= Shaku Nihongi =

Ancient Japanese text

Shaku Nihongi (釈日本紀) is an annotated text of the Nihon Shoki compiled by Urabe Kanekata between 1274 and 1301 that is 28 volumes in length.

==Contents==

The 28 volumes are divided into seven sections:
- volume 1: a commentary introducing the material of the text
- volume 2: a list of kanji and their readings
- volume 3: a collection of items needing further explanation
- volume 4: imperial genealogy
- volumes 5-15: definitions for a selection of words and phrases
- volumes 16-22: a collection of old words and readings
- volumes 23-28: waka poetry

==Value==

Besides being an important early study of Nihon Shoki, it also includes many full citations from other historical texts, some of which are no longer extant. These include Jōgūki, Nihongi Shiki, Kogo Shūi, Tensho, Sendai Kuji Hongi, and more than thirty fudoki.

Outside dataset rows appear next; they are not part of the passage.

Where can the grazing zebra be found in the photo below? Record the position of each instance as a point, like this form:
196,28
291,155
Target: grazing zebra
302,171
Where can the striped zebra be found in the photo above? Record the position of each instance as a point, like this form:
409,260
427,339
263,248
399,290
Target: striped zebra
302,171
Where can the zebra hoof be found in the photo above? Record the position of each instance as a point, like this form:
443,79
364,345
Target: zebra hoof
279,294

In addition, it is a valuable resource to supplement history missing from Kojiki and Nihon Shoki. The imperial genealogies are important since the genealogies that were once part of Nihon Shoki have since been lost. For example, they clarify the genealogy for Emperor Keitai which is lacking in the existing Nihon Shoki.

The collection of definitions and readings for old words are also linguistically valuable.